Einkaufen in Bonn: Plastiktüten kosten ab dem 1. April Geld

Einkaufen in Bonn : Plastiktüten kosten ab dem 1. April Geld

Auch in Bonn muss der Kunde in vielen Geschäften für die Tragetaschen bezahlen. Es ist eine freiwillige Initiative des Handels.

Frühlingszeit ist Einkaufszeit: Mit den ersten Sonnenstrahlen wächst auch die Lust auf luftig-leichte Sommermode. Doch ein Einkaufsbummel in die Stadt will sorgfältig geplant sein. Wer unnütze Kosten sowie Müll vermeiden will, der geht nur noch mit eigenen Einkaufstaschen außer Haus. Denn ab 1. April muss der Kunde in vielen Geschäften für die bisher kostenlos abgegebenen Plastiktüten zahlen.

In Supermärkten werden sie längst über den Scanner gezogen, in einigen Drogeriemärkten sind die kleinen Tragetaschen bereits aus Umweltgründen aus dem Kassenbereich verschwunden. „Als Kunde waren wir es gewohnt, fast überall eine Tasche zu bekommen“, erklärt Uwe Stephan vom Einzelhandelsverband Bonn. „Deshalb wird sich der Verbraucher jetzt umstellen müssen.“ In Zukunft wird jeder Händler selbst entscheiden, wie er die freiwillige Selbstverpflichtung zwischen dem Handelsverband Deutschland und dem Bundesumweltministerium umsetzt.

Der Kaufhof in Bonn unterstützt die Kampagne, wenn auch mit Verzögerung. Erst ab 1. Juli werden am Münsterplatz kleine und mittlere Plastiktüten zehn Cent kosten, die großen wie beispielsweise die Bettwarenbeutel 25 Cent. Gleichzeitig wird es aber auch Mehrwerttaschen sowie Papiertüten geben. „Wir sind zuversichtlich, dass mit dem gestiegenen Bewusstsein der Verbraucher auch die Akzeptanz für eine solche Regelung steigt und wir dazu beitragen, die Zahl der Plastiktüten zu reduzieren“, begründet Unternehmenssprecher Steffen Kern diesen Schritt.

Wenige Meter weiter am Bottlerplatz muss der Verbraucher ab morgen bezahlen. Ab 1. April werden an der Kasse von C & A 20 Cent fällig. „Gemeinsam mit unseren Kunden wollen wir alte Gewohnheiten auf den Prüfstand stellen und nachhaltigere Verhaltensweisen etablieren“, erläutert Unternehmenssprecher Thorsten Rolfes. Denn wenn die Kunststoffbeutel nicht mehr automatisch und kostenlos angeboten würden, dann sei das ein wirksamer Beitrag zum Ressourcenschutz. Umstellen in Sachen Kundenservice muss man sich in der Parfümerie Vollmar nicht. „Wir verfügen überhaupt nicht über Plastiktüten“, erklärt Romy Britten. Dort gebe es weiter Papiertüten.
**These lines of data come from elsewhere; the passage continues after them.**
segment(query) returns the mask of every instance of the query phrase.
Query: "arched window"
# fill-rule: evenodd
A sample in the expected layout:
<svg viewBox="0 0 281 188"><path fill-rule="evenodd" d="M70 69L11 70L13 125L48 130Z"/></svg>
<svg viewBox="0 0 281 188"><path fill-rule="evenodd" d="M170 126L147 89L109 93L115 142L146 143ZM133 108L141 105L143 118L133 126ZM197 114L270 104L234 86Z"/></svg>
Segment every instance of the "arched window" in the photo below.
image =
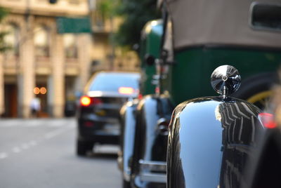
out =
<svg viewBox="0 0 281 188"><path fill-rule="evenodd" d="M50 33L47 27L37 26L34 29L35 55L48 57L50 55Z"/></svg>
<svg viewBox="0 0 281 188"><path fill-rule="evenodd" d="M63 35L63 43L65 46L65 58L77 58L77 44L76 35L65 34Z"/></svg>
<svg viewBox="0 0 281 188"><path fill-rule="evenodd" d="M9 52L14 55L18 55L20 53L20 28L15 24L9 24L5 27L7 34L4 36L4 42L8 48L11 48Z"/></svg>

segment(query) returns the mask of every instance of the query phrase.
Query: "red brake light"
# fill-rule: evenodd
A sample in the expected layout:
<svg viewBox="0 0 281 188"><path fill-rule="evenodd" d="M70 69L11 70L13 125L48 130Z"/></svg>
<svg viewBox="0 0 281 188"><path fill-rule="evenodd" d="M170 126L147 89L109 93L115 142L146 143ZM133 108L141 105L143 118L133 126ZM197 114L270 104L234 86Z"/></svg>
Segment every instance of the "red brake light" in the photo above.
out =
<svg viewBox="0 0 281 188"><path fill-rule="evenodd" d="M135 90L131 87L120 87L118 89L118 92L120 94L130 95L135 92Z"/></svg>
<svg viewBox="0 0 281 188"><path fill-rule="evenodd" d="M272 114L260 113L259 114L259 119L263 123L263 126L267 128L275 128L277 126Z"/></svg>
<svg viewBox="0 0 281 188"><path fill-rule="evenodd" d="M91 104L91 98L88 96L83 96L80 99L80 103L82 106L88 107Z"/></svg>
<svg viewBox="0 0 281 188"><path fill-rule="evenodd" d="M143 99L143 95L141 95L140 93L139 93L138 95L138 98L139 100Z"/></svg>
Die schwedische Kette H&M schließt sich der Vereinbarung von Handel und Ministerium ebenfalls an. Wie viel die Kunden in Bonn bezahlen müssen, das steht allerdings noch nicht fest. „Wir bereiten derzeit die Einführung eines solchen Abschlags vor. Weitere Details können wir zu diesem Zeitpunkt noch nicht nennen“, erklärt Tanja Hußenether von H&M. Bezahlen muss der Kunde auch beim Technikanbieter Conrad Electronic in der Karlstraße. „Wir wollen damit ein deutliches Zeichen für mehr Nachhaltigkeit setzen und unseren Beitrag zur Vermeidung von Müll leisten“, begründet Jürgen Eimer.

Knackiges Obst und Gemüse gehört zum Sortiment der mittlerweile neun Verkaufsstellen von „Schneiders Obsthof“ in Bonn und der Region. „Wir packen unsere Ware grundsätzlich in Papier ein“, berichtet Marion Deichmann. Nur wenn der Kunde es ausdrücklich verlange, werde die Ware in eine Plastiktüte gesteckt. „Bisher ist nicht vorgesehen, dass bei uns für die Kunststofftaschen bezahlt werden muss.“

Uwe Stephan empfiehlt den Verbrauchern, „einfach immer Mehrwegtaschen im Auto oder in der Handtasche zu haben“.